Beneficiaries identifiable

In the first place, there was no need for bringing contributions to superannuation fund under the FBT regime because individual contributions are easily identifiable as borne out by the climb down, exempting Rs 1 lakh per employee from the FBT. In the event, if anyone must be taxed on this count, it must be the employee directly benefiting from such contribution, bearing of course in mind that pensions which would be carved out of such contributions are in any case taxable in the hands of the individuals receiving them.

Scholarships are another item of expenditure that shouldn't have been brought under the FBT regime in the first place because the individual beneficiaries are easily identifiable and tax ought to be imposed in their hands direct. Surprisingly, scholarships have been bracketed with expenses on festival celebrations in the matter of `divining', as it were, the personal content.
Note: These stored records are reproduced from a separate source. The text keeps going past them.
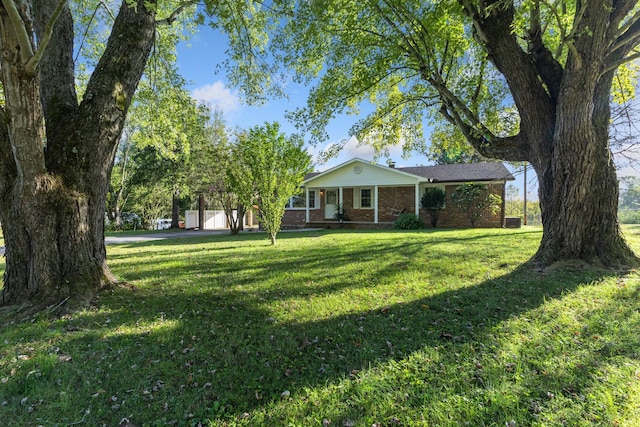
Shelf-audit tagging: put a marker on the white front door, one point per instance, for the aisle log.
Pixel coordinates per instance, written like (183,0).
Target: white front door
(330,204)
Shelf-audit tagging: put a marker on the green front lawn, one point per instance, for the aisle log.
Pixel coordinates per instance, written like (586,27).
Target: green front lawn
(369,328)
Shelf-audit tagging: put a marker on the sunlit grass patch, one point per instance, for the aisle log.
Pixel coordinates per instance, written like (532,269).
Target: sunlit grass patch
(444,327)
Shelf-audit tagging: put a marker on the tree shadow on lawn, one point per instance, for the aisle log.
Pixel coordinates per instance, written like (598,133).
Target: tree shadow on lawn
(222,354)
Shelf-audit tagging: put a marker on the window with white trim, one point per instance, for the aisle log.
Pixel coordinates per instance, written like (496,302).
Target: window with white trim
(299,201)
(362,198)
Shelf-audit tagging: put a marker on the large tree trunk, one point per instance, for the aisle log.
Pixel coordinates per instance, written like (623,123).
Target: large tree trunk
(53,199)
(580,201)
(564,125)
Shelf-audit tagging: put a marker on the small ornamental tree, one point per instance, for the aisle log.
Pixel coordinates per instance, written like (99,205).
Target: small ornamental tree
(474,199)
(276,164)
(433,201)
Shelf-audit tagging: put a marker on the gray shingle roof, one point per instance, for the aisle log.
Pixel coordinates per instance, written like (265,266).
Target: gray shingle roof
(486,171)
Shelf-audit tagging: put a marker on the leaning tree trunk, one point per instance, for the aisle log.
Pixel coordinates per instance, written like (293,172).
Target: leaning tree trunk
(580,201)
(54,178)
(564,122)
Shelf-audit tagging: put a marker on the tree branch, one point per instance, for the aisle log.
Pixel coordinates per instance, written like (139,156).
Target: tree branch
(511,148)
(46,38)
(174,15)
(26,50)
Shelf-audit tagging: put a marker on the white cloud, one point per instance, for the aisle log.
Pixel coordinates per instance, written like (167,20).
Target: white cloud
(217,95)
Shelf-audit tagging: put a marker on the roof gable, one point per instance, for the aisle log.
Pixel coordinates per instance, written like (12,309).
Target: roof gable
(357,172)
(464,172)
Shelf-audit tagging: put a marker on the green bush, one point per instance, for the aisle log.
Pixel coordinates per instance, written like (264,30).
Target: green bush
(408,221)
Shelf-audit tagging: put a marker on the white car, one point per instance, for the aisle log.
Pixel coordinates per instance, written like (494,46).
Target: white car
(162,224)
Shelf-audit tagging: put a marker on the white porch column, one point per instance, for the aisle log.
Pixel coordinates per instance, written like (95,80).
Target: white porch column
(375,204)
(306,216)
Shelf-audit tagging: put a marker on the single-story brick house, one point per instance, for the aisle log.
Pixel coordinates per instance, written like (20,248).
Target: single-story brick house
(372,195)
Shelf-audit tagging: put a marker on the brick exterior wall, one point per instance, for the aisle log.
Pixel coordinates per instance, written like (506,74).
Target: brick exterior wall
(391,200)
(453,217)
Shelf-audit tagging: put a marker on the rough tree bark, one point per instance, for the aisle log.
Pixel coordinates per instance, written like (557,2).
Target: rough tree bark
(564,127)
(56,153)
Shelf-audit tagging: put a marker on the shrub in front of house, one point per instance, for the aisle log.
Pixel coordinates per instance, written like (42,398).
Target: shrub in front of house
(408,221)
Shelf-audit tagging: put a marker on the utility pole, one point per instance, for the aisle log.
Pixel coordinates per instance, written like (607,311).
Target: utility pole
(525,194)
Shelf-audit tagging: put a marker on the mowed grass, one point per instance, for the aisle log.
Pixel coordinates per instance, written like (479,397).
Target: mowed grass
(335,328)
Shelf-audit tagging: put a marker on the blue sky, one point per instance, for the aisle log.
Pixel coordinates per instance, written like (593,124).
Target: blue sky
(198,60)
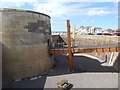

Fifty per cent of both the expenses, among others, attract FBT. The point is festival expenses and scholarships are different kettles of fish while it is impossible to pinpoint the quantum of benefits enjoyed by individual employees out of festival expenses and, therefore, there was a case for bringing it under the FBT regime, no such case exists for scholarship which can easily be pigeon-holed. And why should only 50 per cent of scholarship attract tax? There is no reason why the employee concerned should not be called upon to pay tax on the full amount. The same argument holds good for gifts too. Expenditure on gifts given to employees is amenable to pigeonholing in the employees' hands. And it is they who should be taxed and not the employer.

Needless exclusion

Free samples distributed to doctors by pharmaceutical companies have been excluded. But what has raised eyebrows is the exemption given to celebrity endorsement expenses. The words used are "expenditure by way of payment to any person of repute for promoting the sale of goods". It boils down to this: If an ordinary model is paid, his fees would be subjected to FBT, but if a celebrity like Amitabh Bachan or Aishwarya Rai were paid for endorsements no FBT would be levied.

It is another matter that a company may quibble over the meaning of the term `repute' given the fact that even lesser mortals are honourable people with repute. Incidentally one wonders who lobbied so hard for excluding celebrity payments from the purview of FBT. That employees benefit from payments to ordinary models but do not from payments to celebrities is difficult to stomach. The truth is no employee even remotely benefits from such expenses irrespective of whether the recipient is a man or woman of repute or not.